An interactive Streamlit application that breaks down and visualizes the Eigenfaces facial recognition algorithm (Turk & Pentland, 1991).
This project is designed for students and enthusiasts to understand the mathematics behind early computer vision, specifically how Principal Component Analysis (PCA) is used to reconstruct and recognize human faces.
The app is divided into 7 educational tabs:
-
Training Deconstruction: See exactly how the algorithm learns from training data:
- Calculate the Average Face
- Compute Difference Faces
- Build the Covariance Surrogate Matrix
- Find Eigenvectors and Eigenvalues
- Derive the final Eigenfaces
- Component Explorer: Inspect individual Eigenfaces and view a Scree Plot (Explained Variance) to understand data compression.
-
Step-by-Step Reconstruction: A detailed mathematical walkthrough showing how a face is built layer-by-layer:
- Centering (
$\text{Face} - \text{Mean}$ ) - Projection (Calculating Weights/DNA)
- Weighted Sum (Mixing the ingredients)
- Final Reconstruction
- Centering (
- Live Recognition: Pick a random "Unknown" face and see the two-path algorithm (Face Detection + Identity Check) with threshold explanations.
-
Webcam Recognition: Take a photo of yourself to see how the algorithm processes real-world images.
- Auto-Face Detection: Uses OpenCV/Haar Cascades to automatically find and crop your face.
- Real-time Processing: Preprocesses your image to match the training data format (64x64 grayscale).
- History & Context: Learn about the 1991 revolution in Computer Vision.
- Modern AI: A comparison between Eigenfaces (Holistic) vs. Modern Deep Learning/CNNs (Feature-based).
-
Clone the repository
git clone https://github.com/DavidHavoc/eigenFaces.git cd eigenFaces -
Install dependencies
pip install -r requirements.txt
-
Run the App
streamlit run main.py
- Python 3.x
- Streamlit: For the interactive web interface.
- Scikit-Learn: For the PCA implementation and Olivetti Faces dataset.
- OpenCV: For real-time face detection and image processing.
- Pillow (PIL): For handling image uploads and formatting.
- NumPy: For linear algebra calculations (Dot products, Norms).
- Matplotlib: For plotting face images and graphs.
This project helps answer:
- How can math describe a face?
- What is a "Weight Vector" or "Face DNA"?
- How does dimensionality reduction (PCA) work on images?
- Why did we switch from Eigenfaces to Deep Learning?
- Turk, M., & Pentland, A. (1991). "Eigenfaces for Recognition." Journal of Cognitive Neuroscience, 3(1), 71-86.
IEEE Xplore
Issue: Sometimes the face images or plots appear as broken icons or do not render immediately.
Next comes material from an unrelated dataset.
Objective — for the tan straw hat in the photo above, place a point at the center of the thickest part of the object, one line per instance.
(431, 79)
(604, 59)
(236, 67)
Fix: This is often a Streamlit caching or rendering hiccup.
- Refresh the page (Cmd+R or F5).
- If running locally, try clearing the Streamlit cache by clicking the "Hamburger menu" (top right) -> "Clear cache" and then rerun.
Issue: Passages like ModuleNotFoundError: No module named 'cv2' or sklearn.
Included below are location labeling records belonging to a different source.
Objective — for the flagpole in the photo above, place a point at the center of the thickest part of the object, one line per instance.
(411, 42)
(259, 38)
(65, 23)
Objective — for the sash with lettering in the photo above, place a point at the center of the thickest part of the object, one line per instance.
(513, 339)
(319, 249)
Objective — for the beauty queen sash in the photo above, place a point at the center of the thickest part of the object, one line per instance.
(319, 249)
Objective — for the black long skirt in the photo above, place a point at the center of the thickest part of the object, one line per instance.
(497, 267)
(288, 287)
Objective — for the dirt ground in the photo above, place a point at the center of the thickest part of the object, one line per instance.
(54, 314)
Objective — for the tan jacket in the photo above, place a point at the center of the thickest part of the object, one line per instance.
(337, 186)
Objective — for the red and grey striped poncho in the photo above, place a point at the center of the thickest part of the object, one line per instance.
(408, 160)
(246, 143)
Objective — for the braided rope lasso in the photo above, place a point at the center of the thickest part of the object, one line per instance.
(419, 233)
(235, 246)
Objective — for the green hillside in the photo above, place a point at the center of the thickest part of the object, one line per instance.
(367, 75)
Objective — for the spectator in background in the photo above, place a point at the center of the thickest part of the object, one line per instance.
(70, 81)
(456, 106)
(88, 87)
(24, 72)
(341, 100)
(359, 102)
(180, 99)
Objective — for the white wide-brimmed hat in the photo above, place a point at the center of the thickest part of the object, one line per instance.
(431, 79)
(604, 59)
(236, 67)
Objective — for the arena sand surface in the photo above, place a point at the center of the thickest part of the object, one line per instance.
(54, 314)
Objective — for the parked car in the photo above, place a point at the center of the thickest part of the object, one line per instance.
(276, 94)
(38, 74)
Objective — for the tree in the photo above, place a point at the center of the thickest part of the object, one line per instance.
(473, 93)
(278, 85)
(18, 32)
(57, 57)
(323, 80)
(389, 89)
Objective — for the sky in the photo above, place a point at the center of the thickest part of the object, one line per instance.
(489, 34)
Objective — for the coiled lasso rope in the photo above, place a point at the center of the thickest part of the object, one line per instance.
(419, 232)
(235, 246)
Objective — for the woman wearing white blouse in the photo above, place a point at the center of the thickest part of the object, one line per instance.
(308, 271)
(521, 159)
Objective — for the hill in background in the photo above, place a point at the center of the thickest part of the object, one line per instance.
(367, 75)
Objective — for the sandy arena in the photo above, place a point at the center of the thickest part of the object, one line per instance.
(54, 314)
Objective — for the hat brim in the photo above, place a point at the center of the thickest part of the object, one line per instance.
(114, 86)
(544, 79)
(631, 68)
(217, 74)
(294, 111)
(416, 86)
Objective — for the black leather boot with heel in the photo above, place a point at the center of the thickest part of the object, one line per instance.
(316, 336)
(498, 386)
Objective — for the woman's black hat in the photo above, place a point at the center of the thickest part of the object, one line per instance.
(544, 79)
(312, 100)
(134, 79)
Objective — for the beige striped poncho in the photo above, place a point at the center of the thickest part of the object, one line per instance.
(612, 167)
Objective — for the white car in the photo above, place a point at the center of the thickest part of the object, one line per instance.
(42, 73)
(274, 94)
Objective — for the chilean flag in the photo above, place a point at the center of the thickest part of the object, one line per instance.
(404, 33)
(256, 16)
Fix: Ensure you have installed the requirements in your active environment:
pip install -r requirements.txtIssue: The webcam component stays blank or shows an error. Fix:
- Ensure your browser has permission to access the camera.
- Make sure no other application (like Zoom or Teams) is currently using the camera.
- If on macOS, check System Settings -> Privacy & Security -> Camera to ensure your terminal/browser has access.
Issue: Error "Port 8501 is already in use" or the app doesn't launch. Fix:
- Option A: Close the other terminal window where Streamlit is currently running (Press
Ctrl+C). - Option B: Run on a different port manually:
streamlit run main.py --server.port 8502
This project is open-source and available under the MIT License.